A mi modo de ver, muchas mujeres están siendo víctimas de grupos feministas formados por mujeres que debido a una mala experiencia en su vida personal, padecen problemas mentales o psíquicos que les lleva a odiar cualquier cosa relacionada con el término hombre o masculino. Estos grupos, lejos de combatir el machismo para implantar la igualdad y lograr los objetivos que persigue la mayoría de mujeres, su lucha se basa en suprimir el machismo para hacer valer el feminismo, es decir, buscan lo que llamamos coloquialmente “darle la vuelta a la tortilla”, para pasar de oprimidas a opresoras, y de este modo, poder implantar sus ideales para  vengarse de aquel  HOMBRE  (y no hombres) que en su día la marcó para siempre.
Una de las batallas de dichos grupos en su particular guerra es lo que anunciaba al principio del texto, el lenguaje. Resulta casi ridículo que se abra un debate sobre semejante cuestión, y más cuando dicho debate está siendo apoyado por algunos que se hacen llamar  hombres. Personalmente, y lo digo de antemano, me niego totalmente a escribir un informe o artículo que en un principio me iba a costar diez páginas, lo tenga que hacer en veinte, solo por el mero hecho de satisfacer a alguna que otra desequilibrada y a unos cuantos “calzonazos”.
Por otra parte, ¿no creéis que el lenguaje que usamos en la actualidad, ya es  suficientemente pringoso con palabras  o conceptos que se les han ido introduciendo a lo largo de la historia y que no han hecho nada más que enredarlo  como para seguir complicándolo aún más con pequeñeces?
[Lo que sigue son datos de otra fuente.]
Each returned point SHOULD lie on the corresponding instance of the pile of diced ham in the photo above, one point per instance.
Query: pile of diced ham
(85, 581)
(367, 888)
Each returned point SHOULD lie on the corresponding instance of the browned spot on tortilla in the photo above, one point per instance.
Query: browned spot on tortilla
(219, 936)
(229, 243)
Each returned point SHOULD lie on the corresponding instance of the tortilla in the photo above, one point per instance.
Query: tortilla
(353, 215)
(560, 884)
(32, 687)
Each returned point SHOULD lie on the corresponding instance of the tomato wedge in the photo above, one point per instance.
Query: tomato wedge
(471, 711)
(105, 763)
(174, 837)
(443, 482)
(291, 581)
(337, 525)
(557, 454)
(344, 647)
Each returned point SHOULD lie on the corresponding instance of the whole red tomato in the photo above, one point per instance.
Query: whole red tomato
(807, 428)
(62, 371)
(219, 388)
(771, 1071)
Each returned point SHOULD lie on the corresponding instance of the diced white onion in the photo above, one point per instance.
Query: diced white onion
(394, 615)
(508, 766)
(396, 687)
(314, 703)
Pues yo no creo que cambiando o moldeando una cosa tan abstracta como es el lenguaje vaya a ver más igualdad de género (aunque quizás sí que pueda, en mayor o menor medida,  saciar la sed vengativa de nuestras amigas feministas).
Para serles franco, realmente creo que deberíamos moldear nuestra actitud, nuestros valores como sociedad, que las mujeres se dejen de tanto victimismo y se pongan mano a la obra junto a todos los hombres que creemos en la  IGUALDAD  , para resolver asuntos que verdaderamente afectan a las mujeres en su vida diaria. Es más, habrá que invertir (y mucho) en la educación de nuevas generaciones para que asimilen valores de justicia e igualdad, para que crezcan en un ambiente donde la suerte y las oportunidades no conocen sexos, si no esfuerzos y capacidades.
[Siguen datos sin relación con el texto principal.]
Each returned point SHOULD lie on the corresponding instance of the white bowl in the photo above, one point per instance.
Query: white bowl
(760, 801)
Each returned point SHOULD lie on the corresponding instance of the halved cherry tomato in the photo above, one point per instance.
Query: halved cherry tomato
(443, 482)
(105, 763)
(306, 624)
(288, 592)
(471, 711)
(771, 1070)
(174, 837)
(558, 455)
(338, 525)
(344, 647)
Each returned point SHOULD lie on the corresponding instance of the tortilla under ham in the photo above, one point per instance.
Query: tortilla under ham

Mientras tanto, deberíamos hacer valer algunas de las pocas virtudes que nos quedan, en nuestras sociedades carentes de valores, donde la avaricia, la codicia, el espíritu competitivo y la lucha de poderes, han hecho de nuestro entorno un infierno sin llamas, en el que la desigualdad y la injusticia reinan a sus campas y provocan que algunos sectores de la sociedad, en una  desesperada búsqueda a una salida de su particular infierno, se aferre a infortunadas soluciones, entre ellas: una modificación en el lenguaje.
En fin, tal y como dicen “hay gente pa to”. Hay personas que no se paran a pensar en las consecuencias de sus acciones y otras -que a mi juicio es mucho más grave-, siguen a dichas personas en su causa sin percatar lo perjudicial que les puede resultar dicho apoyo. Mujeres sin conocimiento de causa y hombres con escasa personalidad y triste vida sexual,  buscan protagonismo agarrándose a cualquier causa por muy ilógica, incoherente y estúpida que pueda resultar con tal de tener la oportunidad de saciar sus vacíos y dar sentido a sus vidas.